Daily Archives: September 23, 2012

A Scientologist’s Take on The Master

I watched Paul Thomas Anderson’s The Master this evening.

My first thought while walking out of the theater was a one sentence sum up as follows:

Given the behavior, product and the likely resultant public perception for the past twenty six years of David Miscavige’s Scientology Inc.,  Anderson’s film is probably the best possible healing salve imaginable for Scientology.

On August 28th, I made a prediction about the movie in a comment on this blog  that went against the grain of the plethora of ‘doomsday’ predictions for Scientology and L. Ron Hubbard.  I noted:

I have a different (and possibly wildly inaccurate) take on the likely content and impact of the movie. That is, based on the involvement of an actor of Hoffman’s skill and a director of Anderson’s, I bet while they paint the Master as a con, they also make him human and the audience will have some level of sympathy (ala Bush at least looking likeable when Stone hammered him, and the same with Clinton in Primary Colors).  To do a one dimensional slam job would be way below the pay grade of this calibre of artist.  One lone viewpont.  We’ll see.

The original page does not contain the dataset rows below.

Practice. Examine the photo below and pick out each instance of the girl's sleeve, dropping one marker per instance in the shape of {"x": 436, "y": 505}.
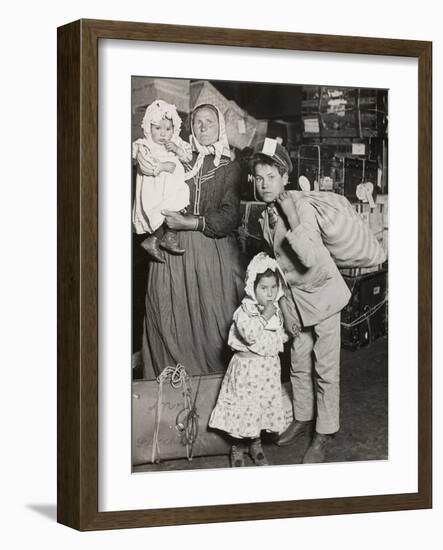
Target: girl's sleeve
{"x": 250, "y": 326}
{"x": 221, "y": 221}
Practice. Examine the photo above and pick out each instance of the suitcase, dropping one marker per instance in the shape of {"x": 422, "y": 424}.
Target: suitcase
{"x": 171, "y": 421}
{"x": 365, "y": 318}
{"x": 356, "y": 171}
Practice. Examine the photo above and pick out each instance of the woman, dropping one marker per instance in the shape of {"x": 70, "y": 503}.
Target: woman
{"x": 190, "y": 299}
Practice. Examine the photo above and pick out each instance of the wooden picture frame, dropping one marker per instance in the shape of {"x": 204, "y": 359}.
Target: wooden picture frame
{"x": 78, "y": 274}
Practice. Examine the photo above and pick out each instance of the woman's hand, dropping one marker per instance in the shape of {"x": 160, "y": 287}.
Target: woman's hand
{"x": 147, "y": 168}
{"x": 175, "y": 220}
{"x": 171, "y": 147}
{"x": 287, "y": 206}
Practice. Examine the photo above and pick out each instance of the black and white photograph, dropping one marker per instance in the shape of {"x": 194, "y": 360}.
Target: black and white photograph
{"x": 259, "y": 222}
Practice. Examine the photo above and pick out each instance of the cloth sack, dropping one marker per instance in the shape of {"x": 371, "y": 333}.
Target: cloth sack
{"x": 162, "y": 427}
{"x": 348, "y": 238}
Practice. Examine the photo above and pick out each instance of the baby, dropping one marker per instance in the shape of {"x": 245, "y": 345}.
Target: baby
{"x": 160, "y": 183}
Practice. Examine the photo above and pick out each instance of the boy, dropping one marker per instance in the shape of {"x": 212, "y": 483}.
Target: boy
{"x": 316, "y": 291}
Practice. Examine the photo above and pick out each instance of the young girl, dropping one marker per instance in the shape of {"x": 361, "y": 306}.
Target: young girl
{"x": 161, "y": 153}
{"x": 250, "y": 397}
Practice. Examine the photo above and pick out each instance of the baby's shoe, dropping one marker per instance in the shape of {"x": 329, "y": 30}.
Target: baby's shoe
{"x": 150, "y": 244}
{"x": 169, "y": 242}
{"x": 257, "y": 454}
{"x": 237, "y": 456}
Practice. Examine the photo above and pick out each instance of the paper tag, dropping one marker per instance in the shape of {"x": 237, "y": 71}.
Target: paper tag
{"x": 311, "y": 125}
{"x": 358, "y": 148}
{"x": 269, "y": 147}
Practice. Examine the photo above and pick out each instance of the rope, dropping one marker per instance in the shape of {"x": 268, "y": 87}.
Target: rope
{"x": 187, "y": 418}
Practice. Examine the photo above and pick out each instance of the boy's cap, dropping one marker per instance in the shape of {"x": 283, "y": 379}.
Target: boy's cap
{"x": 273, "y": 150}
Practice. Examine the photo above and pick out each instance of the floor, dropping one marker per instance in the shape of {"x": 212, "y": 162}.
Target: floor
{"x": 364, "y": 418}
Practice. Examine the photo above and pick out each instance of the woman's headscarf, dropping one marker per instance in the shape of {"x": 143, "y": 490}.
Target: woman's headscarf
{"x": 218, "y": 149}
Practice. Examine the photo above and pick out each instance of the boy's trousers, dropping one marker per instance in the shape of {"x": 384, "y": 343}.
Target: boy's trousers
{"x": 315, "y": 374}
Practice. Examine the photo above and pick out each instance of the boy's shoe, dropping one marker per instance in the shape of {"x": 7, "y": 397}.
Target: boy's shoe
{"x": 150, "y": 244}
{"x": 294, "y": 431}
{"x": 169, "y": 242}
{"x": 317, "y": 449}
{"x": 257, "y": 454}
{"x": 237, "y": 456}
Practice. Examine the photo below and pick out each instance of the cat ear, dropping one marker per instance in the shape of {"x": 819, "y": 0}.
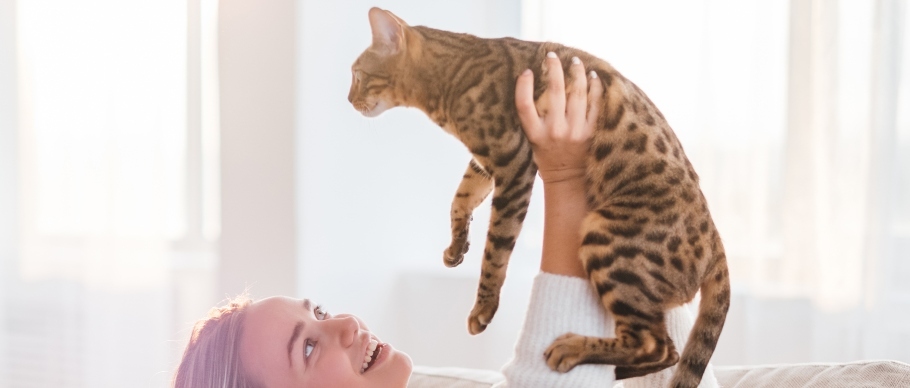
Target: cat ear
{"x": 388, "y": 30}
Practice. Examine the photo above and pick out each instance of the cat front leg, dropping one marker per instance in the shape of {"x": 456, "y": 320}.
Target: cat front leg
{"x": 511, "y": 197}
{"x": 474, "y": 188}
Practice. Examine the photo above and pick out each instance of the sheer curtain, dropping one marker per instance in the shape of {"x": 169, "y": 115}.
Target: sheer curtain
{"x": 109, "y": 190}
{"x": 794, "y": 113}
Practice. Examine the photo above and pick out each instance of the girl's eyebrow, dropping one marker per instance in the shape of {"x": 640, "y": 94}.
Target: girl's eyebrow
{"x": 296, "y": 333}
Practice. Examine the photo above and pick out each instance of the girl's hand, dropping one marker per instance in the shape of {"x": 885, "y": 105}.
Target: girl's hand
{"x": 561, "y": 136}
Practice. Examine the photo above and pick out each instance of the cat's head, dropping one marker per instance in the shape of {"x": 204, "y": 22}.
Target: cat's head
{"x": 375, "y": 72}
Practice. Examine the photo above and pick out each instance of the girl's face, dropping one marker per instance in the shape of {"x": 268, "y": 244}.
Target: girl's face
{"x": 292, "y": 343}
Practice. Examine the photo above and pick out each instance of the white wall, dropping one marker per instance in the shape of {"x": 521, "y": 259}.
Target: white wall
{"x": 374, "y": 195}
{"x": 8, "y": 166}
{"x": 256, "y": 65}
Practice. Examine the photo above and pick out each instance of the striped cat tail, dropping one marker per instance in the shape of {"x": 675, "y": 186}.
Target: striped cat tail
{"x": 712, "y": 312}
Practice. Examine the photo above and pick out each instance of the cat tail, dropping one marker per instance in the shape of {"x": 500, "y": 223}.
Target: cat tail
{"x": 712, "y": 312}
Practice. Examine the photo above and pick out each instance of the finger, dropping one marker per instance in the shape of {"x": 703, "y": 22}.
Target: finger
{"x": 524, "y": 101}
{"x": 595, "y": 101}
{"x": 556, "y": 88}
{"x": 576, "y": 102}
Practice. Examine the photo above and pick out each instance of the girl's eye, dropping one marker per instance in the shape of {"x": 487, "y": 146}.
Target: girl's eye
{"x": 308, "y": 348}
{"x": 320, "y": 312}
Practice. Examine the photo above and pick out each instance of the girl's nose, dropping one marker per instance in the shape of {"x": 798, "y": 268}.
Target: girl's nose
{"x": 347, "y": 329}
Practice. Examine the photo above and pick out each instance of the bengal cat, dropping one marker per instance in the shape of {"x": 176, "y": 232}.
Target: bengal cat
{"x": 649, "y": 243}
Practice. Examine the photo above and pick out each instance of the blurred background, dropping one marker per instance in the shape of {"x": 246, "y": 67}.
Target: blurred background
{"x": 158, "y": 156}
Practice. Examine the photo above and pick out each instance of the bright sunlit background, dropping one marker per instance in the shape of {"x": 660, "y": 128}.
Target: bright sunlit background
{"x": 157, "y": 156}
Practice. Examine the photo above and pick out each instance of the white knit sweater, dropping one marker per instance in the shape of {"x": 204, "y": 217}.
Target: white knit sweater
{"x": 561, "y": 304}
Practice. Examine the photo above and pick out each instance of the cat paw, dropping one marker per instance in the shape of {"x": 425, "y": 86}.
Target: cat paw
{"x": 454, "y": 254}
{"x": 565, "y": 352}
{"x": 480, "y": 317}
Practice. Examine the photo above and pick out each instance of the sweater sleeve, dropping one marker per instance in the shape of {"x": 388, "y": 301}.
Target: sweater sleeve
{"x": 559, "y": 305}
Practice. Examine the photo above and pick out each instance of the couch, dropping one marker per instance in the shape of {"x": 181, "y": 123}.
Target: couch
{"x": 815, "y": 375}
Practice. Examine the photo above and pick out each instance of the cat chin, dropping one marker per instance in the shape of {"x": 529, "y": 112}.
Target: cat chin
{"x": 377, "y": 109}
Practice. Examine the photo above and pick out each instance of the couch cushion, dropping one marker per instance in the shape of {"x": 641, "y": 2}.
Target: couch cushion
{"x": 816, "y": 375}
{"x": 451, "y": 377}
{"x": 828, "y": 375}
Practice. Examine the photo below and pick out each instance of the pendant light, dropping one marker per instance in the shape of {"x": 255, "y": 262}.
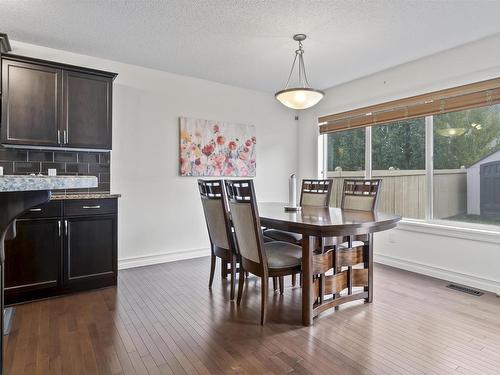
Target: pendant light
{"x": 302, "y": 96}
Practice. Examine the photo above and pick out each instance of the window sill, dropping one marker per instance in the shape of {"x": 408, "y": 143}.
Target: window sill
{"x": 472, "y": 232}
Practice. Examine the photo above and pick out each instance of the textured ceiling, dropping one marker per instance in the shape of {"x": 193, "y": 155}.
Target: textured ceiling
{"x": 248, "y": 43}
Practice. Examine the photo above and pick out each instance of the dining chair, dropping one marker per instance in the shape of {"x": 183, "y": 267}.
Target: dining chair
{"x": 263, "y": 259}
{"x": 219, "y": 228}
{"x": 314, "y": 193}
{"x": 360, "y": 195}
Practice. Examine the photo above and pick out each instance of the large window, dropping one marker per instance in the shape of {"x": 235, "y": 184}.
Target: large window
{"x": 466, "y": 176}
{"x": 441, "y": 167}
{"x": 398, "y": 158}
{"x": 340, "y": 150}
{"x": 345, "y": 159}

My prediction turns out to be a fairly accurate sum up of what I saw on the screen tonight.  However, there was not even any attempt to paint L. Ron Hubbard as a con.

While literal corporate Scientologists will likely arrogantly and smugly convince one another Anderson was clueless about the sum and substance of the core philosophy of Scientology, their captive minds will have missed out on the larger truth Anderson so competently and accurately captured.  They will have missed the forest for the trees and missed a wonderful opportunity to begin to wake up and investigate all the propaganda their own church has been implanting in them, and thus the opportunity to fully appreciate L. Ron Hubbard the man and their own religion.

If there is any fault in the film, it will be the one corporate Scientologists can hang their misguided criticisms on.  That is, for those well-studied and practiced in the subject, the portrayal of the methodologies and philosophy of Scientology was just plainly too shallow.  But, even Anderson’s shortcoming is a boon for Scientology.  For the average viewer, his portrayal of ‘processing’ is probably a tremendous mitigation of whatever their notions about it were coming in to the movie, given corporate Scientology’s bastardization of the subject.

What they will miss by focusing on the technical inaccuracy, however, is the amazingly apt, artistic portrayal of L. Ron Hubbard and the ultimate, aberrated group dynamic of Scientology. Paul Thomas Anderson digs L. Ron Hubbard and Scientology better than Tom Cruise, John Travolta, David Miscavige (corporate Scientology’s supreme leader – read, Freddie Quell at the helm) and probably every other card carrying member of Scientology Incoporated.

Though I never met L. Ron Hubbard in the flesh, I probably had more access to and have studied more of his own words, and all of the available histories about him, from his cradle till his death.   Philip Seymour Hoffman, in my opinion, captured Hubbard’s beingness  (personality) perfectly.  One dear friend and person who was personally trained by Hubbard to the highest levels of Scientology and who spent years in his company made precisely the same assessment of Hoffman’s performance.

I probably spent more years interacting with, and had more access to more detailed information about, those who throughout Scientology’s history devoted themselves to it and Hubbard to the point of violently defending him, to ultimately becoming disappointed, than anyone in the history of Scientology. I cannot imagine a more accurate and effective combining of those hundreds of people into a single character than the performance of Joaquin Phoenix.

Corporate Scientologists, to the degree they are even permitted to watch the movie, will likely chafe at the finale when Phoenix is confronted by Dodd with a tough dilemna:  remain in the group and be loved and cared for, with the caveat that he will always remain subservient and obedient to the master, or freely pursue his own path, with the caveat that he will be considered an enemy in the future and will be treated with no mercy as such.

It is understood that the truth sometimes initially hurts.  I witness and deal with the reality of the painful truth of The Master’s finale each and every day of my life.   It has become my calling to heal that pain.  I can attest that is painful.  But, I cannot deny that it is the truth.

For those interested in the mechanics of how that is so in modern-day Scientology, I cover it rather thoroughly in What Is Wrong With Scientology?: Healing Through Understanding (Amazon books).

At the end of the day, The Master is a must-see, most particularly for Scientologists of any stripe (corporate, independent or otherwise).